Dans la foulée de ma crise de la cinquantaine (je parle de mon cinquantième billet et pas encore tout à fait de mon âge), un ami fidèle m’a invité à faire davantage état de mes doutes. Cette impression que le doute ne semble pas transparaître de mes textes m’a perturbé quelque peu, car je doute, et si fort !
Il y a plusieurs années, lorsque j’ai lu Mon testament philosophique, de Jean Guitton, j’ai compris à quel point la foi et le doute sont des compagnons intimes et inséparables pour demeurer dans la quête du vrai. Dans un livre qui lui est dédié comme un hommage, Entretiens posthumes avec Jean Guitton, Henri Hude met dans la bouche de ce dernier cette affirmation forte :
La vie qui doute, donc la vie qui cherche la vérité et la vérité du Bien, est une vie qui se soumet par avance à cette vérité à laquelle elle tente de s’unir, à cette vérité du Bien, à cette perfection absolue du Bien. (p. 169)

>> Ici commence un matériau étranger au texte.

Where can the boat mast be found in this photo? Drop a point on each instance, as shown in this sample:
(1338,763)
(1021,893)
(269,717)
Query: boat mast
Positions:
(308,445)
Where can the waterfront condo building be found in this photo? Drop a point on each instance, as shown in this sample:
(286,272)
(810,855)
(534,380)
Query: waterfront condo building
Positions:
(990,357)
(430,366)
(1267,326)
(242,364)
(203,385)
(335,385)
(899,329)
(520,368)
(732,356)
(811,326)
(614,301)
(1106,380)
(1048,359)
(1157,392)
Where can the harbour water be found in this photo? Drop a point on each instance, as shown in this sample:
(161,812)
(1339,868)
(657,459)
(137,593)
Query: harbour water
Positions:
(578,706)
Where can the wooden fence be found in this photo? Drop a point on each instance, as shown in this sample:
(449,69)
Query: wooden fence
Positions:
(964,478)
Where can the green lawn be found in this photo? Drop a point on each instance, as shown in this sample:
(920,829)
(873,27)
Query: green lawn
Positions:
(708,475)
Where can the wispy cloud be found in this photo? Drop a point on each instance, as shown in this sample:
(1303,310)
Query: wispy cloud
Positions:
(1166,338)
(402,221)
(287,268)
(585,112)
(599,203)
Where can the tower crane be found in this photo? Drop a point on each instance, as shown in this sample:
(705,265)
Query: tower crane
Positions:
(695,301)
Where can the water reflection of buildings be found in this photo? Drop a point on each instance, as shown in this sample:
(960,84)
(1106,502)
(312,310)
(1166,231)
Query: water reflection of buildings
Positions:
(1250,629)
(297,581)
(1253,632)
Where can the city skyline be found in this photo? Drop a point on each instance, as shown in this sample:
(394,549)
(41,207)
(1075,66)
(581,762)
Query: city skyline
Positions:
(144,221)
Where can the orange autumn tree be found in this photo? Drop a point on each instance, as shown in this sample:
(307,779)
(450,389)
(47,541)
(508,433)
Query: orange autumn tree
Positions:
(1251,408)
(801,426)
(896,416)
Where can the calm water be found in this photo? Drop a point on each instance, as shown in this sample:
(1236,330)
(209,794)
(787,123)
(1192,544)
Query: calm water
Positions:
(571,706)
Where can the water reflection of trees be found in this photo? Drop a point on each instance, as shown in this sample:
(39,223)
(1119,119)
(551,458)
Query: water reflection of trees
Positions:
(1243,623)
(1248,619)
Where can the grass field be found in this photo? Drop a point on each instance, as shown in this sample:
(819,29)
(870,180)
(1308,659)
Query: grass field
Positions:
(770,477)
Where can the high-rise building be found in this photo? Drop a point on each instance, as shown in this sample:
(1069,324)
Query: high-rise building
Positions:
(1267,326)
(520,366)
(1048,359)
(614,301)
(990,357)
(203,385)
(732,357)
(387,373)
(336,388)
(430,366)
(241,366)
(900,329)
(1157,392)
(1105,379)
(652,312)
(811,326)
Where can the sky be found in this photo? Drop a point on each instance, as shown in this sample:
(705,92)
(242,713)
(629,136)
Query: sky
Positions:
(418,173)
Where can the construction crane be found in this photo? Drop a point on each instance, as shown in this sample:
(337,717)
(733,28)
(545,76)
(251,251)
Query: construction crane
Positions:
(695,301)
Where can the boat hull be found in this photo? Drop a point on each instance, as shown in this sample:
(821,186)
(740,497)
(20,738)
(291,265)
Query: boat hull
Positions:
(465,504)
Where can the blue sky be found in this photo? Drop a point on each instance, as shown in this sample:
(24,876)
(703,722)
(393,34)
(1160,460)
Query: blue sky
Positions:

« Se soumettre par avance », voilà des mots qui paraissent impossibles à faire nôtres dans une société où la liberté, et la liberté individuelle par-dessus tout, est devenue un absolu. Et pourtant, c’est bien en toute liberté que nous sommes appelés à consentir, à adhérer… à devenir croyants.
Dans Mon testament philosophique, Guitton donne l’essence de sa foi :
[…] je ne puis croire qu’à de l’invraisemblable. Car le vraisemblable ne serait, selon toute vraisemblance, qu’un produit humain. (p.64, Éd. Pocket)
Si l’un des plus grands philosophes du XXe siècle a pu douter de cette manière tout en se révélant croyant hors de l’ordinaire*, c’est donc que le doute et la foi peuvent et doivent demeurer liés comme l’ivraie et le bon grain de la parabole (cf. Matthieu 13:24-30.36-43). Si l’ivraie (le doute) est l’oeuvre de l’adversaire, elle n’en est pas moins l’épreuve à laquelle le blé (la foi) doit être confronté pour croître jusqu’à sa maturité. C’est le lien que je fais avec cette autre citation de Jean Guitton:
La preuve d’une idée ne va pas sans épreuve. L’épreuve est plus concluante, imposée par un adversaire. ( p.18, Éd. Pocket)
C’est pour cela que j’éprouve tant de difficultés à recevoir les affirmations de vérité, imposées comme des certitudes et des lois universelles. John Henry Newman, un homme de foi de grande renommée, devenu cardinal après son passage de l’Église anglicane à celle de Rome, n’a jamais pris les dogmes catholiques pour Vérité sans chercher sans cesse à entrer dans leur compréhension profonde. Il a cherché à comprendre la « grammaire de l’assentiment » avant de s’exposer lui-même aux dogmes et aux vérités confessées par l’Église. Le doute n’est donc pas seulement légitime, mais un instrument qui permet à la foi de grandir et de mûrir.
Je retiens cette phrase mise dans la bouche de Guitton par Henri Hude:
Nul ne sait jamais rien s’il ne l’a appris aussi par lui-même. Quand on a appris d’un autre une chose vraie, il reste à l’apprendre une seconde fois par soi-même et de la Vérité elle-même » (p. 63)
C’est ainsi que je me vis, comme croyant. Désirant ardemment adhérer, consentir à la foi, tout en cherchant avec d’autres les voies de la vérité. Comme Thomas, l’apôtre. Jésus ne le rejette pas parce qu’il doute, il l’invite à voir par lui-même :
Avance ton doigt ici, et vois mes mains; avance ta main et mets-là dans mon côté: cesse d’être incrédule, sois croyant. (cf. Jean 20,19-31)
* Jean Guitton a été l’un des rares laïcs à participer au Concile Vatican II et, fait étonnant, un ami intime de Marthe Robin, cette mystique catholique dont la vie entière est un mystère invraisemblable.